1. Inspection points
1. Binary search can be used not only in ordered sequences, but also in unordered sequences, as long as each search is satisfied, the search range will be reduced by half.
2. Pay attention to the initial conditions of the loop, the boundary value, and the processing of dividing points to ensure that the loop will not fail to terminate.
3. Classical writing of dividing point: (p+r)/2, safe writing: r-(rp)/2 or p+(rp)/2
2. Local minima problem
Local minimum: in an unordered sequence, and any two adjacent elements are not equal, satisfy arr[i]<arr[i+1] and arr[i]<arr[i-1] The element arr[i] is called a local minimum.
How to find:
1. Return when arr is empty or length is 1.

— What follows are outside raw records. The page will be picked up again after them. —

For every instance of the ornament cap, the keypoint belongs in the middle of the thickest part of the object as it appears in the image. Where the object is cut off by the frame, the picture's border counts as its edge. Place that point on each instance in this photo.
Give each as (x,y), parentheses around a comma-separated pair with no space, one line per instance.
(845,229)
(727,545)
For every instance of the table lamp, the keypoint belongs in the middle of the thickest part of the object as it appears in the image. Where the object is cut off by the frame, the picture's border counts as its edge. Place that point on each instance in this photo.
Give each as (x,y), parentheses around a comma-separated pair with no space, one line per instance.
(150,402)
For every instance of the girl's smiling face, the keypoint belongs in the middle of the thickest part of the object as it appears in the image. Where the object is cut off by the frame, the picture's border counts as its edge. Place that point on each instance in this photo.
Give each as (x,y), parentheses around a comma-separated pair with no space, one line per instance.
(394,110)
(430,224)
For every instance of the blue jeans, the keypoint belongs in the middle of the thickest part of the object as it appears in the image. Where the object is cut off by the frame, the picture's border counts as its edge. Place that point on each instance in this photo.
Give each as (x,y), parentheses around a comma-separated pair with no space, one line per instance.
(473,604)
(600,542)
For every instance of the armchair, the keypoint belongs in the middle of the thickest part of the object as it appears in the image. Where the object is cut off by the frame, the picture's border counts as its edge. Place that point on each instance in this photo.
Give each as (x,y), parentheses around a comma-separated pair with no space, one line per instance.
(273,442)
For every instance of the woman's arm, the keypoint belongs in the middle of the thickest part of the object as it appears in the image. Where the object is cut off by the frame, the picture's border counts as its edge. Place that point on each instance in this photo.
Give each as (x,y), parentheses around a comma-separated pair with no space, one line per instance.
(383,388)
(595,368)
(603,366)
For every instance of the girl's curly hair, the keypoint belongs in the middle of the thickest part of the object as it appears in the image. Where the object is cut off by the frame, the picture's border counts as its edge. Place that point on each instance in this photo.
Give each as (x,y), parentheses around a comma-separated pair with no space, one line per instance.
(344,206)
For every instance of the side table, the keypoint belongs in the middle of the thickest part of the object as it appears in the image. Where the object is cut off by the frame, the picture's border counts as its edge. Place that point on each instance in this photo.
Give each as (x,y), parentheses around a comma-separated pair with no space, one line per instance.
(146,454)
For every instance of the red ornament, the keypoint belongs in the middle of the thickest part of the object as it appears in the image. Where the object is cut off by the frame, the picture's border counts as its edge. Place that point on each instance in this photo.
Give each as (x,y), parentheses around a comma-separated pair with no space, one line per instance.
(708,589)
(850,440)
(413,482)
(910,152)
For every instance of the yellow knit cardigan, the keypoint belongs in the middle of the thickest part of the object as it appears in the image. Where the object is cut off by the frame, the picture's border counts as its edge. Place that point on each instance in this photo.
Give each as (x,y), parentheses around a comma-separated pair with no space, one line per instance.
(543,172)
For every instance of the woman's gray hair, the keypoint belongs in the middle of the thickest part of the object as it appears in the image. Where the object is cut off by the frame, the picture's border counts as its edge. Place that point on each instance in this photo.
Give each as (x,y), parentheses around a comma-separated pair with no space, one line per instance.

2. Determine the situation of the two ends
Returns immediately if one of the endpoint values is a local minimum.
3. Neither side of the endpoint is a local minimum, as follows, discuss the midpoint mid.
4. The case of the middle point
1. When it belongs to case 2, return mid directly.
2. Otherwise, such as the two sides of 3 and the left side of 4, there is a local minimum ratio, because the adjacent elements are different, taking the left side of 4 as an example,
On the left side of mid, once there is a rising point, this point is the local minimum, otherwise if it keeps descending to the left, arr[1] is the local minimum.
3. Case 5 not shown refers to case 4.